Filamin A protects cells against force-induced apoptosis by stabilizing talin- and vinculin-containing cell adhesions.

Abstract

In mechanically loaded tissues such as weight-bearing joints, myocardium and periodontal ligament, pathophysiological forces can disrupt cell-matrix contacts, which in turn induce cell death leading to tissue and organ dysfunction. Protection against force-induced cell death may be mediated by filamin A (FLNa), an actinbinding protein that regulates β1 integrin-mediated cell adhesion. We examined collagen distribution, cell densities and cell death in periodontal ligament of filamin A wildtype and fibroblast conditional-knockout mice. Deletion of FLNa in fibroblasts was associated with 2-fold increase of acellular areas in the periodontal ligament and a 7-fold higher proportion of apoptotic cells. In cultured fibroblasts with FLNa knockdown, we examined the impact of supra-physiological forces (1 pN/μm2 cell area; applied through the β1 integrin) on recruitment of talin and vinculin to focal adhesions and on apoptosis.
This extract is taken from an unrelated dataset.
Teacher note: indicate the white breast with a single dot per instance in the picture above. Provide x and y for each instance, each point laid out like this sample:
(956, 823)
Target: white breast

Compared with wildtype, FLNa knockdown cells exhibited 3-fold increases of floating cells after overnight force application and a 2-fold increase of cell detachment. Force induced time-dependent reductions (p<0.05) of the numbers of activated β1 integrin, talin and vinculin-stained adhesions in FLNa knockdown compared with wildtype cells. We conclude that FLNa protects against apoptosis in cells subjected to mechanical forces and this protection is mediated by enhanced formation and maturation of matrix adhesions.